The Vancouver Sun’s most influential columnist, Barbara Yaffe, is telling her readers to read my new book (co-authored with my good friends Jason Clemens and Niels Veldhuis), The Canadian Century: Moving Out of America’s Shadow.
To protect and grow its economy, Canada will have to cosy up more aggressively to Uncle Sam — even as this country moves to overtake the American behemoth on economic competitiveness.
That’s the intriguing message from three public-policy gurus writing in a newly published book sponsored by the MacDonald-Laurier Institute, a non-partisan Ontario-based think-tank.
The Canadian Century: Moving out of America’s Shadow, by Brian Lee Crowley, Jason Clemens and Niels Veldhuis, spotlights a “Redemptive Decade” — from 1988 to 1998 — of smart fiscal policy by the Mulroney Conservatives and Chretien Liberals, years that saw the introduction of free trade and the GST, cuts to public spending and an overhaul of entitlement programs such as welfare and pensions.
The U.S. has done none of this work and, as a result, today Canada is poised to “find itself without peer in North America as a magnet for investment, for immigrants, for innovation and for growth.”
We’re in a position, the authors assert, to start offering lower tax rates than the U.S., a significant change from the past, when the U.S., with a smaller government and lower taxes, was always the more appealing place to invest.
But even if Canada takes advantage of this “enormous, historic opportunity,” and even if it manages to further diversify its trade, this country will remain overwhelmingly dependent on the Yanks for its continued well-being.
The reason? Canada does not function as a single economic entity: “We are a deeply integrated part of a continental economy and the border represents perhaps the single greatest threat to our ability to seize the opportunity” afforded by Canada’s fiscal standing.
And so, the three authors are recommending that Ottawa court the U.S. with a new offer of partnership that would feature:
– A jointly administered perimeter border around North America along with a Canada-U.S. customs union.
– A newly created governing body of MPs and members of Congress to manage binational issues, assisted by a tribunal to resolve cross-border disputes.
The pitch for closer integration — always controversial for Canadians, who fret about the destiny of mice who engage too closely with elephants — is not entirely new.
In the past, the notion has mostly gone nowhere because the U.S. government is so preoccupied elsewhere and the concept is likely to prove difficult politically in both countries.

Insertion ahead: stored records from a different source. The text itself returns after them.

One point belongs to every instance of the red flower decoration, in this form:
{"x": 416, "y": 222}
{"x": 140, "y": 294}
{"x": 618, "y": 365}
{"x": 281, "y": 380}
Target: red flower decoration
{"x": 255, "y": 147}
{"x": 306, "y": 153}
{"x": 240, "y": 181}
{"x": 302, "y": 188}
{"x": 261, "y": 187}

Anyone who remembers the modest initiative Ottawa and Washington sponsored several years ago, the Security and Prosperity Partnership, understands how good intentions — in that case, an effort to harmonize business regulations and standards to expedite trade — can falter.
The SPP became so mired in politics, with nationalist lobbies on both sides of the border raising a stink, U.S. President Barack Obama killed it on coming to office.
The authors probably have a better chance of getting their ideas enacted on the book’s second major theme, Canada’s new-found ability to outmanoeuvre the U.S. when it comes to attracting North American investment.
The book praises Canada for efforts in the ’80s and ’90s that brought federal program spending from 21.7 per cent of GDP in 1994 down to 17.9 per cent by 1998.
But, worryingly, it notes that Ottawa lost its fiscal focus after 2000. Federal spending has jumped from 12.9 per cent in 2008 to 14.5 per cent today.
“There is substantial risk that current federal policy will undo the fiscal reforms of the Redemptive Decade. Indeed a great deal of the progress has already been undone,” the authors write.
The free-spending Harper Government clearly will need to stiffen its spine if it’s to preserve Canada’s hard-won fiscal advantage.